Aero: While much of the new styling was done to keep the retro feel, Ford stylists also wanted to improve aerodynamics and reduce wind noise. So they also made a number of subtle tweaks that you'd have to look hard to see. For instance, the radio antenna, which used to be up front by the A-pillar, has now been moved to the rear fender. Side mirrors were heavily reworked, while the windshield wipers were made flatter and squirters moved from the top of the hood to under the rear edge.
Interior: Second only to the exterior changes is what Ford's design team did with the interior. While it's not quite an Extreme Makeover, Mustang Edition in here, the changes are sweeping and noticeable right from the start.
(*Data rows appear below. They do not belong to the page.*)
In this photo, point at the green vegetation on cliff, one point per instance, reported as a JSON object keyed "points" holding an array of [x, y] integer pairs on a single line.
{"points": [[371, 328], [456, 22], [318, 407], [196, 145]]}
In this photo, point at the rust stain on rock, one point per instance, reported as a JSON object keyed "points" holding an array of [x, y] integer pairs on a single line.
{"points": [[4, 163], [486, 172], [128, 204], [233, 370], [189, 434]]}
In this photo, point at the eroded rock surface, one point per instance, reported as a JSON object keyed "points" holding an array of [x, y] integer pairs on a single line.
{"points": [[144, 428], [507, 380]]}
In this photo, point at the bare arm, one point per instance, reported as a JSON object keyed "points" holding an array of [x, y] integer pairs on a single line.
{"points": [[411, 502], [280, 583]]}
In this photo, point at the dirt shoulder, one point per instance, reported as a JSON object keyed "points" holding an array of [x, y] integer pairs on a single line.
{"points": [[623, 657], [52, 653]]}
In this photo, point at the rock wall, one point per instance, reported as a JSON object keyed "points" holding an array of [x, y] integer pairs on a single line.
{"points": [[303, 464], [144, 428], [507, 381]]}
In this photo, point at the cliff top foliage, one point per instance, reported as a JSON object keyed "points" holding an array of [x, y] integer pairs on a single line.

As with the exterior, there was no drastic change in the styling direction of the interior. It's still an exercise in contrast. Our GT had black dash and door surfaces, offset by tastefully executed aluminum panels and chromed plastic trim rings. The biggest change? Gone is the creaky, hard plastic dash. In its place is a much softer, one-piece unit molded from thermoplastic olefin (TPO). Ford claims going from multipiece to single and hard plastic to TPO cures the creaks and squeaks of the previous Mustang. We won't know until we spend more time with the car, but at the very least, the new panel is much nicer underhand. Other upgrades: the e-brake handle appears less bulky and is positioned back a touch. A/C vents are now circular at the sides and rectangular above the radio/HVAC controls (both of which feature much nicer buttons and knobs). Cruise control buttons are now joined by audio controls on the steering wheel, flanking a much classier metallic galloping horse emblem (which replaces the cheap plastic GT disk). Another pleasant touch, there is now a hood release button just ahead of the shift lever. The interior of the 2010 Mustang is a far nicer place to be in than the old one; the materials all have a high quality feel to them, which gives the impression that the cabin is better built and more refined.
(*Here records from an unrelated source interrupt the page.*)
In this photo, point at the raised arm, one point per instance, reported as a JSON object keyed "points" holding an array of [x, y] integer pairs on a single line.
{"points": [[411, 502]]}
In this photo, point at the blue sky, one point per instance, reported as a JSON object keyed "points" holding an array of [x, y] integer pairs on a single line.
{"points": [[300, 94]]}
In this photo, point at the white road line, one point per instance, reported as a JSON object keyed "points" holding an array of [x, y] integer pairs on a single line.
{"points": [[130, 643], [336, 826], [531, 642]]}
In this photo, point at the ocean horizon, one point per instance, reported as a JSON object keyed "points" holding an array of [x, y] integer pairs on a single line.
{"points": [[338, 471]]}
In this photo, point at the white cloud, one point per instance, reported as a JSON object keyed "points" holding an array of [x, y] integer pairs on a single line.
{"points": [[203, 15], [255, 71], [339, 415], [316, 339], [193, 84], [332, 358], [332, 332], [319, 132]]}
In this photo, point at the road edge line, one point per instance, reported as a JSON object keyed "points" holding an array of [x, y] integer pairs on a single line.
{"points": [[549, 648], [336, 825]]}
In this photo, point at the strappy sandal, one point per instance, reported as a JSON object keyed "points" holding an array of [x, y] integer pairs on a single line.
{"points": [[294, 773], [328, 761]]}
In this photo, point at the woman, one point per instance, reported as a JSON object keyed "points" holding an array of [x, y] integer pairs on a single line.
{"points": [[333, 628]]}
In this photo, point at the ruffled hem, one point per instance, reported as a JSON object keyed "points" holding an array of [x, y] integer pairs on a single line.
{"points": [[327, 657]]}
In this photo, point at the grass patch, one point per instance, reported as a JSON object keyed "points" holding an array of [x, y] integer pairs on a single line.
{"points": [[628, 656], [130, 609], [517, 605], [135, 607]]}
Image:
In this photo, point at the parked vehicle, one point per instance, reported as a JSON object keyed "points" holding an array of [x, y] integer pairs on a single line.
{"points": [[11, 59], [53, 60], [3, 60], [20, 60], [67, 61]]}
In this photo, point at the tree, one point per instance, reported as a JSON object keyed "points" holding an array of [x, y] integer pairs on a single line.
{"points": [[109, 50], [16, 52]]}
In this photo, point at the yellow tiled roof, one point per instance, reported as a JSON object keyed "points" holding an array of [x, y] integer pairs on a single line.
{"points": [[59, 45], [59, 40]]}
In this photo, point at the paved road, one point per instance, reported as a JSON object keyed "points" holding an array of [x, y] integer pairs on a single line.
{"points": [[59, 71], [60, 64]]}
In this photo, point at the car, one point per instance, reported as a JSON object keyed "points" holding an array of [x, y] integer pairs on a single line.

Tech: As with much of the Ford lineup, Mustang receives Sync -- the voice-activated communication and entertainment system Ford developed with Microsoft. Bluetooth connectivity is now an option as well. Mustangs can now be had with dual zone climate control as well as a reverse camera. Like all new Fords, refueling is made a bit easier with the EasyFuel capless fuel-filler system. Last but not least, Mustang now has AdvanceTrac electronic stability control standard on all models. On GT Premium models, Ford says this system offers a unique calibration that allows for more spirited (read: sideways) driving. The system supposedly allows for burnouts too. We'll see.